4.13 Compensation Recoupment. The Option (and all Shares issuable thereunder) are subject to the Company’s ability to recover incentive-based compensation from Participant, as is or may be required by (a) the provisions of the Dodd-Frank Wall Street Reform and Consumer Protection Act or any regulations or rules promulgated thereunder, (b) any other clawback provision required by Applicable Laws or the listing standards of any applicable stock exchange or national market system, (c) any clawback policies adopted by the Company to implement any such requirements, or (d) any other compensation recovery policies as may be adopted from time to time by the Company, all to the extent determined by the Administrator in its discretion to be applicable to Participant.
4.14 Construction. Headings in this Agreement are included for convenience and shall not be considered in the interpretation of this Agreement. Reference to any statute, rule, or regulation includes any amendment thereto or any replacement thereof, as well as the authoritative guidance issued thereunder by the appropriate governmental entity. Pronouns shall be construed to include the masculine, feminine, neutral, singular or plural as the identity of the antecedent may require. A reference to any party to this Agreement shall include such party’s successors and permitted assigns. This Agreement shall be construed according to its fair meaning and shall not be strictly construed against the Company.
4.15 Counterparts. The Grant Notice may be executed in one or more counterparts, including by way of any electronic signature, subject to Applicable Laws, each of which will be deemed an original and all of which together will constitute one instrument.

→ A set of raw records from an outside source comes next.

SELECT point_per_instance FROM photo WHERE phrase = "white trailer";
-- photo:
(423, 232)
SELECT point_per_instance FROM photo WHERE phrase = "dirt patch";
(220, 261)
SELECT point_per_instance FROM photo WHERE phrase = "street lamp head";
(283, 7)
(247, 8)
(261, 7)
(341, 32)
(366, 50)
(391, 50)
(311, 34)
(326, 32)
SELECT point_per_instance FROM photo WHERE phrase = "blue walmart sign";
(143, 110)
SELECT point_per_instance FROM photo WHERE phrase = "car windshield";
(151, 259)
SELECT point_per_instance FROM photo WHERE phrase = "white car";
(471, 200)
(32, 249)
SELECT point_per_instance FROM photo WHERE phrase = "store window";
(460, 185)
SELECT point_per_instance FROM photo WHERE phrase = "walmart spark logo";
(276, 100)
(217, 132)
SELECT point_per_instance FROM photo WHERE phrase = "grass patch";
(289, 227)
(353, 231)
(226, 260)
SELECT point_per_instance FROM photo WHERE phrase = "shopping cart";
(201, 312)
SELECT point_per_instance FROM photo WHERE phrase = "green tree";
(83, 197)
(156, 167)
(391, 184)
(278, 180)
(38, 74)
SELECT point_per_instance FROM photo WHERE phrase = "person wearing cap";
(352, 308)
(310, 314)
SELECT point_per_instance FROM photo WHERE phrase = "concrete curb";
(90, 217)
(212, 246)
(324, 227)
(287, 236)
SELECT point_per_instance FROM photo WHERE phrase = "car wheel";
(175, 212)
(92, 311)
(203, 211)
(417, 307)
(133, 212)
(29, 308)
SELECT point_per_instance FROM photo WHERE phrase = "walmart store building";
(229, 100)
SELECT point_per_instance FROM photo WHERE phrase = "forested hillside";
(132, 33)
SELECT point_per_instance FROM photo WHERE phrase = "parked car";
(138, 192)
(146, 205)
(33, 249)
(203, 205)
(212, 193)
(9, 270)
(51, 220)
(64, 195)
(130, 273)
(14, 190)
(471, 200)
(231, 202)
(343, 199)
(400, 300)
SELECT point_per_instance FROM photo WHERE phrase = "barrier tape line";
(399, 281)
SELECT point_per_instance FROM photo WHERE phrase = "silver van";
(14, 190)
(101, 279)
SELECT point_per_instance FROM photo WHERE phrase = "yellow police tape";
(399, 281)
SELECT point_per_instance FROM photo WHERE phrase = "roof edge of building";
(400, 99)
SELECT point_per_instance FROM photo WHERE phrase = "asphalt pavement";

4.16 Modification. Any modification of this Agreement shall be binding only if evidenced in writing and signed by the Administrator, or its delegate. The Participant’s consent to such modification shall be required unless (i) the action does not materially and adversely affect the Participant’s rights under the Agreement and Grant Notice, or (ii) the change is permitted under Article X or pursuant to Section 12.5 of the Plan.